With normal values, you could simply declare a type alias for these binary operators:

type Binop r = Instruction r -> Instruction r -> Instruction r

However, when I use the alias in the GADT definition:

{-# LANGUAGE GADTs #-}

module Data.Instruction where

type Binop r = Instruction r -> Instruction r -> Instruction r

data Instruction result where
    Add :: Binop r
    Sub :: Binop r
    Mul :: Binop r

It fails to compile:

[6 of 6] Compiling Data.Instruction ( src/Data/Instruction.hs, .stack-work/dist/x86_64-osx/Cabal-2.0.1.0/build/Data/Instruction.o )

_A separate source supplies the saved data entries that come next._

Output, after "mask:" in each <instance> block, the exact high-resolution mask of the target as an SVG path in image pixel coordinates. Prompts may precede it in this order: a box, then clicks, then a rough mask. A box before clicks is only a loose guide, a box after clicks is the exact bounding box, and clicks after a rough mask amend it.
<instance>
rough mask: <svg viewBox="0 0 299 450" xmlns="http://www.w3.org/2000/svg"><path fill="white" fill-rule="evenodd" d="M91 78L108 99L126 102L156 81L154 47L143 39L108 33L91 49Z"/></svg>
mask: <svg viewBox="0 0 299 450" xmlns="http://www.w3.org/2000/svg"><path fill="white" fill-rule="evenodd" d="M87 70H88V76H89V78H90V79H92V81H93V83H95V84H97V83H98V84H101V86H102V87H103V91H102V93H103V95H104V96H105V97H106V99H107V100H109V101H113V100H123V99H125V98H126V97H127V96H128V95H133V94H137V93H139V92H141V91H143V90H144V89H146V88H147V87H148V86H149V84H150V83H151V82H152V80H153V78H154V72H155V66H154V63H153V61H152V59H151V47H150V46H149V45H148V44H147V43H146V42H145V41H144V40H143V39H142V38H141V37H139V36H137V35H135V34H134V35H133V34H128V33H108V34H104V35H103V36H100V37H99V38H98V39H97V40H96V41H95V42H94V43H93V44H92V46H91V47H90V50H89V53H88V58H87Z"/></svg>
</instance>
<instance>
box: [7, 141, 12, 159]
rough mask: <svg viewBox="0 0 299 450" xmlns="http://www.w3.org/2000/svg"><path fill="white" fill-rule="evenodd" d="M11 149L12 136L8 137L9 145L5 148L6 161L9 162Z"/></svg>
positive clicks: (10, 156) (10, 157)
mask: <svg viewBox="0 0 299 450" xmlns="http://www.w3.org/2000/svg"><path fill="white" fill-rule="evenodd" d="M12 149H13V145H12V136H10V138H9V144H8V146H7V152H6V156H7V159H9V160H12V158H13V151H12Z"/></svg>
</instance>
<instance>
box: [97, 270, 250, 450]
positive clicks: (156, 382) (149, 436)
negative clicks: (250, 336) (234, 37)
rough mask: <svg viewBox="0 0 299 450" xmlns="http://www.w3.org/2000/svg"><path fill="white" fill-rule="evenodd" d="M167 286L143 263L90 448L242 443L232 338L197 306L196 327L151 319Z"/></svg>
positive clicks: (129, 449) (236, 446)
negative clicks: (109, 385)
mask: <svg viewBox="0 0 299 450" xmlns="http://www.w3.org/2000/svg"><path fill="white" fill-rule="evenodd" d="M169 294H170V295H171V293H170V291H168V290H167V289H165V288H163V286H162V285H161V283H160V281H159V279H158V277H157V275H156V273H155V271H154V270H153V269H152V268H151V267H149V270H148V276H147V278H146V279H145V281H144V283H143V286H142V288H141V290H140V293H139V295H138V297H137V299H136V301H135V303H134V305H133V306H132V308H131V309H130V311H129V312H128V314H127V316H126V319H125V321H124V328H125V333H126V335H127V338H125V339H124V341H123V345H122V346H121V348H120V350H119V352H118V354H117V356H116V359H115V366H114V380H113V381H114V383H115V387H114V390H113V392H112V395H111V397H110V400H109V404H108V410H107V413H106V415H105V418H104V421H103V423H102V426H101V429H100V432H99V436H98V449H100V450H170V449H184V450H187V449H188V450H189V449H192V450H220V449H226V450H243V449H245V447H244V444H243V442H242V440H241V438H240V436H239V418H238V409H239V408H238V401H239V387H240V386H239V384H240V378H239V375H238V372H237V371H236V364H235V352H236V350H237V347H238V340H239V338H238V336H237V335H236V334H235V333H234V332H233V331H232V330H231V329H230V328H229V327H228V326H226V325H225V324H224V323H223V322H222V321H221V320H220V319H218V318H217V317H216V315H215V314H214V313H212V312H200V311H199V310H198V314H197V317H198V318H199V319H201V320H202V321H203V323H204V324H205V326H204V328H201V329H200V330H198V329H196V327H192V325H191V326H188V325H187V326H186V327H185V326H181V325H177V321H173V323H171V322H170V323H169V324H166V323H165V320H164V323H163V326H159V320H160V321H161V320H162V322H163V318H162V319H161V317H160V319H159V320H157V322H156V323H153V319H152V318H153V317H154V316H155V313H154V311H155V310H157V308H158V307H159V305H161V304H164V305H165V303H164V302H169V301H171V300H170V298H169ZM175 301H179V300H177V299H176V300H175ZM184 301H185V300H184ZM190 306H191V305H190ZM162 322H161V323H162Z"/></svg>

.../src/Data/Instruction.hs:8:5: error:
    • Data constructor ‘Add’ returns type ‘Binop r’
        instead of an instance of its parent type ‘Instruction result’
    • In the definition of data constructor ‘Add’
      In the data type declaration for ‘Instruction’
   |
11 |     Add :: Binop r
   |     ^

Is there any way to achieve this with GHC? If not, what is the cause of the limitation?

Answer 1

It is possible, but not in the way you've done it. This here does work:

type Foo = Bar Int

data Bar a where
  Bar :: Foo

...because Foo does in fact have the form Bar a, with a ~ Int. However, this doesn't:

type Foo = Int -> Bar Int

data Bar a where
  Bar :: Foo

And it can't work, because the GADT constructor

data Bar a where
  Bar :: Int -> Bar Int

does not actually declare an “invertible function” Bar :: Int -> Bar Int. Rather, it declares something like the following:

data Bar' a = Bar' (a :~: Int) Int

i.e., it encapsulates a (runtime-readable) proof that the a parameter type is in fact Int. The GADT syntax hides this under the hood, but it means you can't just substitute Int -> Bar Int with a type synonym there, because that type synonym would not know how to encapsulate this type-equality proof.

...thinking about it, I'm not sure why my first example actually works, since it would seem to run into the same issue...